For Mr Jonathan Willcocks, managing director, global head of retail sales at M&G Investments, the ideal product in the new at retirement environment had already been launched by the firm four years prior to the unveiling of the reforms by George Osborne.
The £322.5m – as at 28 February 2015 – M&G Income Multi-Asset Fund was launched in November, 2010 with the aim of delivering a high and rising income, as well as offering the potential for capital growth over the longer term.
Mr Willcocks said: “We sat down once the Budget announcement was made and said, ‘okay, what do we need to do?’ but realised we already had the solution, and built it in 2010.
“The M&G Income Multi Asset Fund was launched in 2010 not because of the pension freedoms – that was not even on the cards then – but because we recognised that people will want to have this solution going forward.
“I believe income multi-asset funds can play a very good core part of anybody’s solution.”
A school of thought has predicted an uncertain future for annuities thanks to the new pension reforms which allow pensioners to cash in their pension pot for the first time.

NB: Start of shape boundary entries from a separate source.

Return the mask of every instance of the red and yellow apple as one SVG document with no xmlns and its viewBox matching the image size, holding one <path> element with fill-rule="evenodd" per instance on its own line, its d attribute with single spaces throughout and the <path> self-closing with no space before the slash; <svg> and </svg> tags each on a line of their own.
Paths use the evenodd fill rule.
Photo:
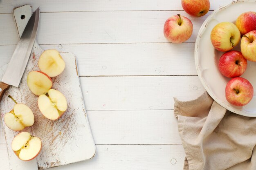
<svg viewBox="0 0 256 170">
<path fill-rule="evenodd" d="M 164 23 L 164 35 L 171 42 L 181 43 L 186 41 L 193 31 L 190 20 L 180 14 L 170 17 Z"/>
<path fill-rule="evenodd" d="M 256 62 L 256 30 L 244 35 L 241 40 L 241 52 L 249 61 Z"/>
<path fill-rule="evenodd" d="M 240 51 L 232 51 L 224 53 L 220 58 L 219 69 L 227 77 L 239 77 L 247 68 L 247 60 Z"/>
<path fill-rule="evenodd" d="M 57 50 L 47 50 L 39 57 L 38 66 L 41 71 L 52 77 L 62 73 L 65 68 L 65 62 Z"/>
<path fill-rule="evenodd" d="M 242 106 L 248 104 L 252 99 L 253 93 L 252 85 L 244 78 L 233 78 L 226 86 L 226 99 L 235 106 Z"/>
<path fill-rule="evenodd" d="M 29 161 L 35 158 L 42 148 L 42 141 L 28 132 L 18 134 L 11 143 L 11 149 L 18 158 L 22 161 Z"/>
<path fill-rule="evenodd" d="M 59 118 L 65 112 L 67 107 L 64 95 L 54 89 L 50 89 L 47 93 L 40 95 L 38 104 L 42 114 L 51 120 L 56 120 Z"/>
<path fill-rule="evenodd" d="M 17 103 L 11 96 L 8 97 L 16 104 L 10 112 L 4 115 L 4 119 L 6 126 L 13 130 L 19 131 L 33 125 L 35 118 L 31 109 L 24 104 Z"/>
<path fill-rule="evenodd" d="M 216 50 L 222 52 L 229 51 L 239 43 L 240 32 L 234 24 L 220 22 L 211 32 L 211 41 Z"/>
<path fill-rule="evenodd" d="M 32 93 L 38 96 L 47 92 L 52 86 L 51 77 L 39 71 L 29 72 L 27 75 L 27 82 Z"/>
<path fill-rule="evenodd" d="M 181 4 L 187 13 L 195 17 L 204 15 L 210 9 L 209 0 L 182 0 Z"/>
<path fill-rule="evenodd" d="M 249 11 L 240 15 L 236 21 L 236 25 L 242 35 L 256 30 L 256 12 Z"/>
</svg>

However, there will still be a market for the financial product in the future, according to Mr Willcocks, adding: “You may not want to buy an annuity on day one, but it does not mean that you will not want to buy one at all.
“The pension freedoms do mean that consumers are presented with choices they did not have before – which has to be a good thing.
“For the intermediary market it is fantastic news because in the old days if the client bought an annuity, that’s it – they would not need to have further contact with that individual. In this new world, intermediaries are able to manage their client’s journey through retirement.”
Finance was not necessarily Mr Willcocks’s preferred career path
Inspired by his father, who worked in the Royal Air Force and mother, who worked as a paramedic, Mr Willcocks originally embarked on a career as a medical officer in the RAF.
However, failing the colour blind test proved to be an insurmountable obstacle, dashing his hopes of a career in the armed forces.
He quickly turned his attention to finance, and entered the industry in 1986 at Hambros Bank in the investment management division.
“I became hooked very quickly on the concept of financial markets and the vibrancy of the City. You realise that you can play an important part in society,” he said.
The industry has changed from the bull market Mr Willcocks walked into during the 1980s. It has become more regulated, professional – from a qualifications perspective – and increasingly transparent, according to Mr Willcocks.